Investigate performance problems with rule html_mailto
Summary
While setting up DAST full scans for https://gitlab.com/gitlab-org/gitlab/ we noticed that passive scan rule html_mailto
takes a long time to execute, which causes the DAST job to time out. Unfortunately, there is no apparent way to disable this rule (e.g. via DAST_EXCLUDE_RULES
).
It should be possible to disable this rule or to tweak its performance so that the DAST job does not time out.

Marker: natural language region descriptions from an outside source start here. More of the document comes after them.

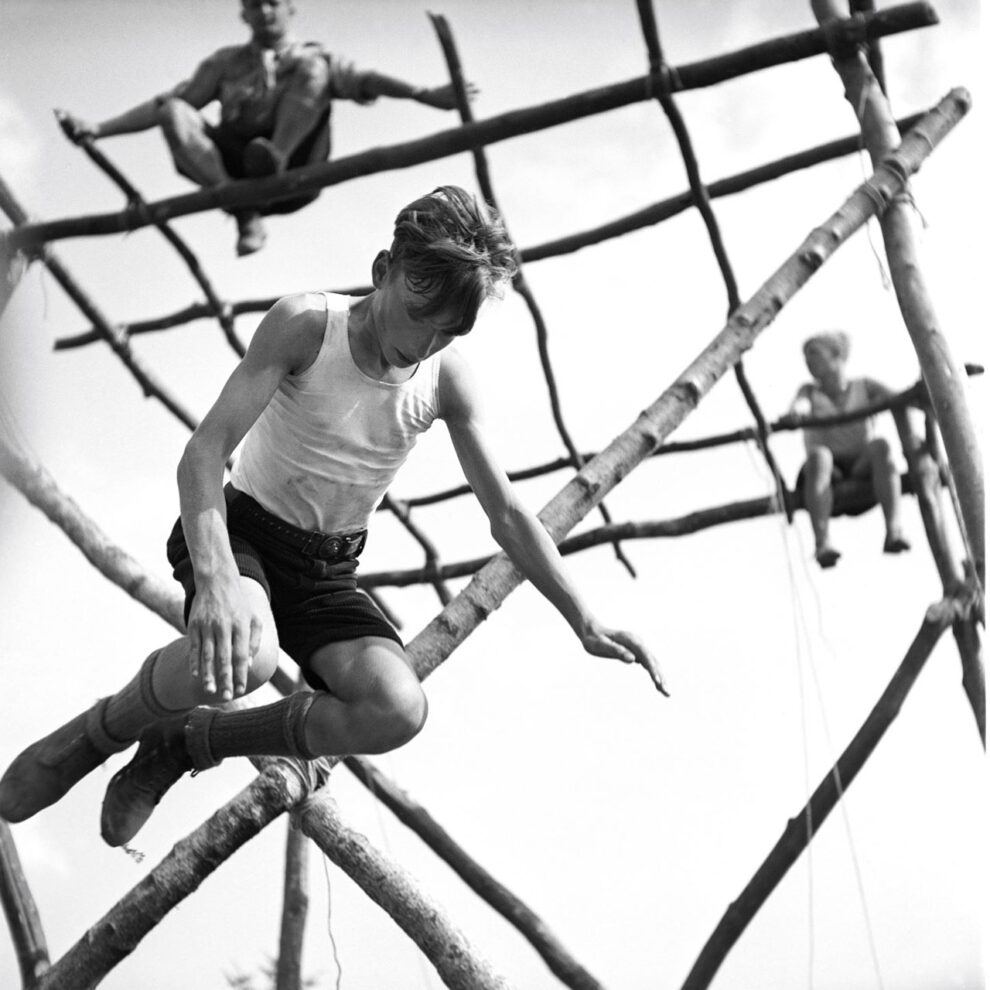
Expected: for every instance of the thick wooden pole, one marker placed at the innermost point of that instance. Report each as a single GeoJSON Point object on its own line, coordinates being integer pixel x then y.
{"type": "Point", "coordinates": [803, 826]}
{"type": "Point", "coordinates": [943, 376]}
{"type": "Point", "coordinates": [489, 587]}
{"type": "Point", "coordinates": [23, 919]}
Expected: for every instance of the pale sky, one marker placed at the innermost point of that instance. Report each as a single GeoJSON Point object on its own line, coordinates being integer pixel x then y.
{"type": "Point", "coordinates": [629, 822]}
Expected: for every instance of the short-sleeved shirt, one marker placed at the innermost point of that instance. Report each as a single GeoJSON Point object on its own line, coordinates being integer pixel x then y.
{"type": "Point", "coordinates": [249, 81]}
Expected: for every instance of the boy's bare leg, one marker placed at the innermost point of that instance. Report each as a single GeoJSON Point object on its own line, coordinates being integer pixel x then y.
{"type": "Point", "coordinates": [185, 133]}
{"type": "Point", "coordinates": [298, 113]}
{"type": "Point", "coordinates": [375, 703]}
{"type": "Point", "coordinates": [199, 158]}
{"type": "Point", "coordinates": [887, 488]}
{"type": "Point", "coordinates": [818, 501]}
{"type": "Point", "coordinates": [162, 688]}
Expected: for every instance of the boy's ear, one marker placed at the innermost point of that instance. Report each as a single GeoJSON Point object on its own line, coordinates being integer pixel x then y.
{"type": "Point", "coordinates": [379, 268]}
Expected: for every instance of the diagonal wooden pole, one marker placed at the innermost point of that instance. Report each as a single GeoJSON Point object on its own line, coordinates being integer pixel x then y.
{"type": "Point", "coordinates": [489, 587]}
{"type": "Point", "coordinates": [520, 285]}
{"type": "Point", "coordinates": [943, 375]}
{"type": "Point", "coordinates": [275, 791]}
{"type": "Point", "coordinates": [21, 911]}
{"type": "Point", "coordinates": [802, 827]}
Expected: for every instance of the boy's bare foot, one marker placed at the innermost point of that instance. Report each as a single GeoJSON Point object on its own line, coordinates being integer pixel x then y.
{"type": "Point", "coordinates": [47, 769]}
{"type": "Point", "coordinates": [250, 233]}
{"type": "Point", "coordinates": [895, 542]}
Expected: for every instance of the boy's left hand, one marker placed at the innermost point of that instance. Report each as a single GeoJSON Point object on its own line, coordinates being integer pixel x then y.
{"type": "Point", "coordinates": [626, 647]}
{"type": "Point", "coordinates": [445, 97]}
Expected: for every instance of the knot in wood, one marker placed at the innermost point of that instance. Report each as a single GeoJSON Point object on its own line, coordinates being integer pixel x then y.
{"type": "Point", "coordinates": [845, 39]}
{"type": "Point", "coordinates": [814, 258]}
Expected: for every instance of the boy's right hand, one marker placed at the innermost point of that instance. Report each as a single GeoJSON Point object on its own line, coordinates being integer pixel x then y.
{"type": "Point", "coordinates": [75, 129]}
{"type": "Point", "coordinates": [224, 635]}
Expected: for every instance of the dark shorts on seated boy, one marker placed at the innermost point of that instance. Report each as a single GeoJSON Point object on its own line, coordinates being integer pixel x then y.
{"type": "Point", "coordinates": [308, 577]}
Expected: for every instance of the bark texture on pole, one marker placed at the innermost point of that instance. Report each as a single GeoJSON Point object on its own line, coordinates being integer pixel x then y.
{"type": "Point", "coordinates": [412, 814]}
{"type": "Point", "coordinates": [803, 826]}
{"type": "Point", "coordinates": [943, 376]}
{"type": "Point", "coordinates": [189, 863]}
{"type": "Point", "coordinates": [461, 967]}
{"type": "Point", "coordinates": [778, 51]}
{"type": "Point", "coordinates": [34, 482]}
{"type": "Point", "coordinates": [497, 579]}
{"type": "Point", "coordinates": [295, 908]}
{"type": "Point", "coordinates": [21, 912]}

Some notes from an initial investigation:
- This rule is implemented in
AutoTagRegexScanner
https://github.com/zaproxy/zaproxy/blob/65afe6af651cc789e96a3079edd86dd025ca8da1/zap/src/main/java/org/zaproxy/zap/extension/pscan/scanner/RegexAutoTagScanner.java. - This scanner loads the patterns to scan from a config file.
- The problem could lie in the regex that is applied to response bodies, which seems not very performant.
- There is a property called
enabled
which might allow us to turn off the rule.
Steps to reproduce
Configure a full scan against GitLab or any other application that returns large responses.
Example Project
https://gitlab.com/gitlab-org/gitlab/-/jobs/643427292#L4253
Look for log messages like this:
Passive Scan rule html_mailto took 86 seconds to scan https://gitlab-review-ng-dast-fu-m4ht1m.gitlab-review.app/assets/webpack/monaco.9ae6ac28.chunk.js application/javascript 2549011
What is the current bug behavior?
Passive rule html_mailto
takes a long time to execute, leading to DAST jobs timing out.
What is the expected correct behavior?
Possible solutions:
- Passive rule
html_mailto
takes less time to execute - There is an option to turn off rule
html_mailto
cc @ngeorge1 @gitlab-org/secure/dynamic-analysis-be